Bagi Allah, tidak ada yang tersembunyi. Serapat-rapat manusia
menyimpan rahasia, Allah pasti mengetahuinya. Sekelebat mata yang
berkhianat, Allah mengetahuinya. Niat hati yang tersimpan rapi, Allahpun
mengenalinya. Al-Qur’an telah menjelaskan hal tersebut: “Dia mengetahui
(pandangan) mata yang berkhianat dan apa yang disembunyikan oleh hati.”
(QS. Ghafir: 19)
Lebih jauh dari itu, rahasia di balik rahasiapun, diketahui-Nya.
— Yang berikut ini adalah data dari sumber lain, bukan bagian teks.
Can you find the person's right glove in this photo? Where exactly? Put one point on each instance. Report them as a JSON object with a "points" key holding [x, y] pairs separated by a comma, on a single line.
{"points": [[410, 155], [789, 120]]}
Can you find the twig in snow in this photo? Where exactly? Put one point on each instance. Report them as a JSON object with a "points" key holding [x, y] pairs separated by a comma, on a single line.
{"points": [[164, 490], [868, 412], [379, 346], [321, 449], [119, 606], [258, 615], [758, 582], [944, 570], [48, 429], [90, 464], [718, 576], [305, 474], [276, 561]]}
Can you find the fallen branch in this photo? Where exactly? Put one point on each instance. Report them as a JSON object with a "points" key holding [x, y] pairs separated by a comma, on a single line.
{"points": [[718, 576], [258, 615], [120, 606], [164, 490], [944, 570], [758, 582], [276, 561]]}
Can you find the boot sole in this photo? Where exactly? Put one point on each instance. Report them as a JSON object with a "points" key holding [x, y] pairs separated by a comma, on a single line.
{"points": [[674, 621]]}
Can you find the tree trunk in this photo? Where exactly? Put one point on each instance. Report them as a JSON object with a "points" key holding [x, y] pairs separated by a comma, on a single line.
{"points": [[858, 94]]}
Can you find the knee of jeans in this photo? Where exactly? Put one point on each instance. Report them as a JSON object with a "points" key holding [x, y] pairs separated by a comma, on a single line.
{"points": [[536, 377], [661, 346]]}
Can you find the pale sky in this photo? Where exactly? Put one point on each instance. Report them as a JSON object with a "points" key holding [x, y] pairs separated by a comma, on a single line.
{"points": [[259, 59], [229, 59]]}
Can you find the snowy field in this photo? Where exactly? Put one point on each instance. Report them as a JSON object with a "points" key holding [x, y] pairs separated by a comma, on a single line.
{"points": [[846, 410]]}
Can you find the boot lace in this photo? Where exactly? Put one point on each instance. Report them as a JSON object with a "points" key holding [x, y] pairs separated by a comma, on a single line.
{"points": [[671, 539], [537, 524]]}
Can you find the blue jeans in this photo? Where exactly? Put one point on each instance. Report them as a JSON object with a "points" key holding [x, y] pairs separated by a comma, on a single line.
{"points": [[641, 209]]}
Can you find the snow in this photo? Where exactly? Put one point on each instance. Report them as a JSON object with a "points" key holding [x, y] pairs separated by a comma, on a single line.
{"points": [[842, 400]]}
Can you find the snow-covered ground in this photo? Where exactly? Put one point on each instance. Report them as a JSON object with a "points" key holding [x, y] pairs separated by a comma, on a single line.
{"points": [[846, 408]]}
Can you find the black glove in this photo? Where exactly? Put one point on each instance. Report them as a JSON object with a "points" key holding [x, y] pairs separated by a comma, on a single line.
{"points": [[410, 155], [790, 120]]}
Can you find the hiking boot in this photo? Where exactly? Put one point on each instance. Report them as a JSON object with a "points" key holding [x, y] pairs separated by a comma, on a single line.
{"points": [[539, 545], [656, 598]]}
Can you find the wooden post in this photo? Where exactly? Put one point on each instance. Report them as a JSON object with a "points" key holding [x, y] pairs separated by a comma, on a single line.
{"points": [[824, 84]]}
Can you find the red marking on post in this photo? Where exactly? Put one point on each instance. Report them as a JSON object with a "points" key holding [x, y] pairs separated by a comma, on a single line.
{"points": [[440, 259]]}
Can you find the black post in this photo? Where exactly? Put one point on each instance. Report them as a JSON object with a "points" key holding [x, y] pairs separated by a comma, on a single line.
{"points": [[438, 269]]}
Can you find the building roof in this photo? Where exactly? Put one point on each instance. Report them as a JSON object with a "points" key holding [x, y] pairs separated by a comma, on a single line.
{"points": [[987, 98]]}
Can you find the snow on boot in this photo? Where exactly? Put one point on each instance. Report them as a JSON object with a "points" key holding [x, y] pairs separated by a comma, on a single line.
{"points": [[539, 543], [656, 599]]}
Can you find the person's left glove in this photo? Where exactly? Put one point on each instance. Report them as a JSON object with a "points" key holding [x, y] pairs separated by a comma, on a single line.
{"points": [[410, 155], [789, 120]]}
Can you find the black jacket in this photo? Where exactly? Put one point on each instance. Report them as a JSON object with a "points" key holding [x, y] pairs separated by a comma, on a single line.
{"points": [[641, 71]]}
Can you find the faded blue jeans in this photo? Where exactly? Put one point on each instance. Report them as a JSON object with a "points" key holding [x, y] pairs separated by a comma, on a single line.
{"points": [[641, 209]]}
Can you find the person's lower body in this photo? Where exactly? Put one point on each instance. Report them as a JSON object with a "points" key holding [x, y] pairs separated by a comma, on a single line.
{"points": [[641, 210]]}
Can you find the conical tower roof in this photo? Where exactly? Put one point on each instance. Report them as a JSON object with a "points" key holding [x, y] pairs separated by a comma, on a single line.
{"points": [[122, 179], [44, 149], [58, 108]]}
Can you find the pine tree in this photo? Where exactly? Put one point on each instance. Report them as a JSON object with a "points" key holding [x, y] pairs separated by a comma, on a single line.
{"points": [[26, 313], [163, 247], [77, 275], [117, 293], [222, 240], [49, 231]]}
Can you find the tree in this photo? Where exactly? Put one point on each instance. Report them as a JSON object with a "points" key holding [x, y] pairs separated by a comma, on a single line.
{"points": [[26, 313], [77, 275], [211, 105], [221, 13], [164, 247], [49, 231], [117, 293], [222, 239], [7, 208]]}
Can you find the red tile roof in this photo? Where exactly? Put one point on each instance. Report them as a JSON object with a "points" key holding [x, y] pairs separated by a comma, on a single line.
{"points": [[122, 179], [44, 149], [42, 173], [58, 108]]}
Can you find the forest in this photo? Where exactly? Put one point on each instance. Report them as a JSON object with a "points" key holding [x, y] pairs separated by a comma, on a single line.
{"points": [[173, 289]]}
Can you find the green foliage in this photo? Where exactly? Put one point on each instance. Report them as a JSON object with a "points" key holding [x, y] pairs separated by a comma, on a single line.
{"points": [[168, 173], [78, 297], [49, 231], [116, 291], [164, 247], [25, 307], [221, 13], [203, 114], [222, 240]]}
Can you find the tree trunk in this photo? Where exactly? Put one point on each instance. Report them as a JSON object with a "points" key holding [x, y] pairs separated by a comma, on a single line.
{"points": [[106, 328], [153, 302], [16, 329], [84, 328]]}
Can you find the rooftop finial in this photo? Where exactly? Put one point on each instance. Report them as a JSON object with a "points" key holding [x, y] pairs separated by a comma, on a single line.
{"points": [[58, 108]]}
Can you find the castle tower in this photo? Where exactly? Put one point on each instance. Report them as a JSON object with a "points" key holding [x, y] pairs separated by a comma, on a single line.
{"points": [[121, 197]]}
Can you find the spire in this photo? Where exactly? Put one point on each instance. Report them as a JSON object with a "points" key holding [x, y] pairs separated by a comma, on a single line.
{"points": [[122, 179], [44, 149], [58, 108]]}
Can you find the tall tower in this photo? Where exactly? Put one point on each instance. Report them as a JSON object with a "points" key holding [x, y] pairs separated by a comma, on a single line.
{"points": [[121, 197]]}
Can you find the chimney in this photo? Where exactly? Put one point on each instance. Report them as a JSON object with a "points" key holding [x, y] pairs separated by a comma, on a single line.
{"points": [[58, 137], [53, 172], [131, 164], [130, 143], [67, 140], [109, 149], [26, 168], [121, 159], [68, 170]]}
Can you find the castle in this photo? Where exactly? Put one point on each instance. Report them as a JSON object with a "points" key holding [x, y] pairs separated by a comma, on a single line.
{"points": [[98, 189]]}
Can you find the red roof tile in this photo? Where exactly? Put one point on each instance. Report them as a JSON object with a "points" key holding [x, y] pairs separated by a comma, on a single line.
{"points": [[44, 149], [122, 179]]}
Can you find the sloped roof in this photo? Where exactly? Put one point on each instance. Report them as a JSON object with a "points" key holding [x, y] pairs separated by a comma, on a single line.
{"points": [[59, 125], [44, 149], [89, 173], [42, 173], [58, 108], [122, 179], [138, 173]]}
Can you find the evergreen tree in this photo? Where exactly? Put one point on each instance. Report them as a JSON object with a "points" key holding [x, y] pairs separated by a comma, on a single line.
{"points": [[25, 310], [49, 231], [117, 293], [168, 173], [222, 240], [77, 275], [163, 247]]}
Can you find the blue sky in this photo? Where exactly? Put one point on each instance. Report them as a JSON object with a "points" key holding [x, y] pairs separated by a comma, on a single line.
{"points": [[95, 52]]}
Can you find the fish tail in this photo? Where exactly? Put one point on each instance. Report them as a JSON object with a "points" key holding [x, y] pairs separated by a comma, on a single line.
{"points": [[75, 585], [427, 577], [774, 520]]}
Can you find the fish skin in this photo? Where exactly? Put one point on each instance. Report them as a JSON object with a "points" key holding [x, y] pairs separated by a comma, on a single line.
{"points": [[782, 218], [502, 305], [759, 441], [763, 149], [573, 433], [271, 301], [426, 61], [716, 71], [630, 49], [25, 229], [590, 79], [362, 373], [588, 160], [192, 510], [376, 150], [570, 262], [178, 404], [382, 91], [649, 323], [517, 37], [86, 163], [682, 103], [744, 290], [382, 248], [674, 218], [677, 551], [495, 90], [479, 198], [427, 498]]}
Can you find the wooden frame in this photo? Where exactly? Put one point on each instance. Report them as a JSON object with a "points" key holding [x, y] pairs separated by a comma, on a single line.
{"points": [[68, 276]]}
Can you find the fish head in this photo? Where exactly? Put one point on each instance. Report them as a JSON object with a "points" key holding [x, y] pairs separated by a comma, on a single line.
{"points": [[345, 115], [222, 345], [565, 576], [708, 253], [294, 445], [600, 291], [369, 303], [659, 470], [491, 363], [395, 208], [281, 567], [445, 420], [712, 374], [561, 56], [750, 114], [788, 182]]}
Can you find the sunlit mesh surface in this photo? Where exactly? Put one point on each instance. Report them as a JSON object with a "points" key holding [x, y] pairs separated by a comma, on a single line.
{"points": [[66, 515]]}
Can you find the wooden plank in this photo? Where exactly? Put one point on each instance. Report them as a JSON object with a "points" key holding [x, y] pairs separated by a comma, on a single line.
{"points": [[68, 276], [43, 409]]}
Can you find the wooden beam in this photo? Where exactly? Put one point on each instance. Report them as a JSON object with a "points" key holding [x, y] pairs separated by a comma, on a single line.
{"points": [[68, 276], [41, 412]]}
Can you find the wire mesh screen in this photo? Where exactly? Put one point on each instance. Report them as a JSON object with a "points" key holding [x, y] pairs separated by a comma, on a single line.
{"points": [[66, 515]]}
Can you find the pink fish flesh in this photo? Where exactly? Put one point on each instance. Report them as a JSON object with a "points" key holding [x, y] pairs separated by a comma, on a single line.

Sesuatu yang sudah mengendap lama atau yang telah terlupakan oleh
manusia, serta segala yang kini telah berada di bawah sadarnya, Allah
tetap mengetahuinya.
Dia berfirman:
“Jika kamu mengeraskan ucapanmu, maka sesungguhnya Dia
(mengetahuinya serta) mengetahui rahasia dan yang lebih tersembunyi
(dari rahasia).” (QS. Thaaha: 19)
Lalu, dapatkah kita bersembunyi dari pantauan-Nya? Dapatkah kita
merahasiakan sesuatu di hadapan Allah? Dapatkah kita keluar dari
monitoring-Nya?
Sungguh, Allah bahkan telah mengetahui segala sesuatu sebelum
terjadi, karena Dialah yang membuat rencana, Dia pula eksekutornya.
“Tiada satu bencanapun yang menimpa di bumi dan (tidak pula) pada
dirimu sendiri melainkan telah tertulis dalam kitab (Lauhul Mahfudz)
sebelum Kami menciptakan-Nya. Sesungguhnya yang demikian itu adalah
mudah bagi Allah.” (QS. Al-Hadid: 22)
Tidak hanya itu, bahkan Allah-lah sumber dari segala sumber ilmu. Dia
tidak saja sekadar tahu, tapi Dia adalah sumber pengetahuan. Perlu
diketahui bahwa ilmu Allah itu bukan hasil dari sesuatu, tapi segala
sesuatu yang ada dan terjadi di dunia (nomena dan fenomena) ini
merupakan hasil dari ilmu-Nya. Allah berfirman: “Allah mengetahui
apa-apa yang di hadapan mereka dan di belakang mereka, dan mereka tidak
mengetahui apa-apa dari ilmu Allah melainkan apa yang dikehendaki-Nya.”
(Al-Baqarah: 255)
Meskipun demikian, Allah tidak mau memonopoli ilmu-Nya sendiri. Dia
mau berbagi (sharing) kepada makhluk-Nya, terutama kepada manusia. Dia
menstransformasi dan mengajari manusia melalui “qalam”, sebagaimana
firman-Nya: “Yang mengajari manusia dengan media qalam, mengajar apa
yang mereka tidak ketahui.” (QS. Al-Alaq: 4-5)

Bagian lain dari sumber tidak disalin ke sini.